Design/methodology/approach
A concept for an unattended swarm of solar powered, unmanned hydroplanes is proposed. A swarm operations concept, vehicle conceptual design and an initial vehicle sizing method is derived. A microscopic, multi-agent-based simulation model is developed. System characteristics and surveillance performance is investigated in this delimited environment number of vehicles scale. Parameter variations in insolation, overcast and system design are used to predict system characteristics. The results are finally used for a scale-up study on a macroscopic level.
Findings
Miniaturization of subsystems is found to be essential for energy balance, whereas power consumption of subsystems is identified to define minimum vehicle size. Seasonal variations of solar insolation are observed to dominate the available energy budget. Thus, swarm density and activity adaption to solar energy supply is found to be a key element to maintain continuous aerial surveillance.
Research limitations/implications
This research was conducted extra-occupationally. Resources were limited to the available range of literature, computational power number and time budget.
Practical implications
A proposal for a probable concept of operations, as well as vehicle preliminary design for an unmanned energy-autonomous, multi-vehicle system for maritime surveillance tasks, are presented and discussed. Indications on path planning, communication link and vehicle interaction scheme selection are given.
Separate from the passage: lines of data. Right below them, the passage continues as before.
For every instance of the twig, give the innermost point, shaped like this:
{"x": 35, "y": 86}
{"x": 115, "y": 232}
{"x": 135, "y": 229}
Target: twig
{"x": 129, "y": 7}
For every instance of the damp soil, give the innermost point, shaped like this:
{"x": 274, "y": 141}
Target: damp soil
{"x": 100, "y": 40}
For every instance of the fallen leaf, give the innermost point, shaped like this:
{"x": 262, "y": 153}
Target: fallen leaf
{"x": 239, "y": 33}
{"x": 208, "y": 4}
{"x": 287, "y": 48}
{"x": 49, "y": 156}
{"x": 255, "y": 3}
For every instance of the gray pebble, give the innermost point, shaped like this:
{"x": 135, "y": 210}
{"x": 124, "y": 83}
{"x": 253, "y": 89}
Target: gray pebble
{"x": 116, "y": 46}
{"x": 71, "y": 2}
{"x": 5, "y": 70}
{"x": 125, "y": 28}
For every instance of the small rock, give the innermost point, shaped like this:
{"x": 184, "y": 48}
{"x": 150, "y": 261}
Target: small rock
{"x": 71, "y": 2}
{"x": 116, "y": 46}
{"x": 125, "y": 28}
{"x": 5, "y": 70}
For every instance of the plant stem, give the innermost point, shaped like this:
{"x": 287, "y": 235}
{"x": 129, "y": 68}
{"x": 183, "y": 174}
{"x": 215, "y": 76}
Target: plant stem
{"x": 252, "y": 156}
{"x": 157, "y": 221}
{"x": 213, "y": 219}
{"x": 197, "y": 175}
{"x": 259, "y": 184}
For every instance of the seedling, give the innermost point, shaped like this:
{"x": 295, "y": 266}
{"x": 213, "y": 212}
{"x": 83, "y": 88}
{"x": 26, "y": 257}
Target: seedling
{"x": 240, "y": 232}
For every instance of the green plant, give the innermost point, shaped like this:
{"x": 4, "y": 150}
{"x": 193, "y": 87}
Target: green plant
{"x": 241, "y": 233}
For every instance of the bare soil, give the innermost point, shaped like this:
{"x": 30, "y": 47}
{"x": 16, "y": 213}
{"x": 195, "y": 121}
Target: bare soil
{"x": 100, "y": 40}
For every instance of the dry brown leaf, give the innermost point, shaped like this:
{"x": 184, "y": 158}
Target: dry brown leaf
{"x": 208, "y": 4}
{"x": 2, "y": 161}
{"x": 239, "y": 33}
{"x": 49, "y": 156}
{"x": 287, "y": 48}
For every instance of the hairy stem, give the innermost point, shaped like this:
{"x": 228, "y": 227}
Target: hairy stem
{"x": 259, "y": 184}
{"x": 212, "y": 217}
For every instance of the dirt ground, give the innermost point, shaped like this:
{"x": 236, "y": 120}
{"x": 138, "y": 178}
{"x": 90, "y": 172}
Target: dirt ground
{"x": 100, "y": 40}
Vehicle design drivers are identified and optimization of parameters with significant impact on the swarm system is shown.
Social implications
The proposed system can help to accelerate the detection of ships in distress, increasing the effectiveness of life-saving rescue missions.
Originality/value
For continuous surveillance of expanded mission theatres by small-sized vehicles of limited endurance, a novel, collaborative swarming approach applying in situ resource utilization is explored.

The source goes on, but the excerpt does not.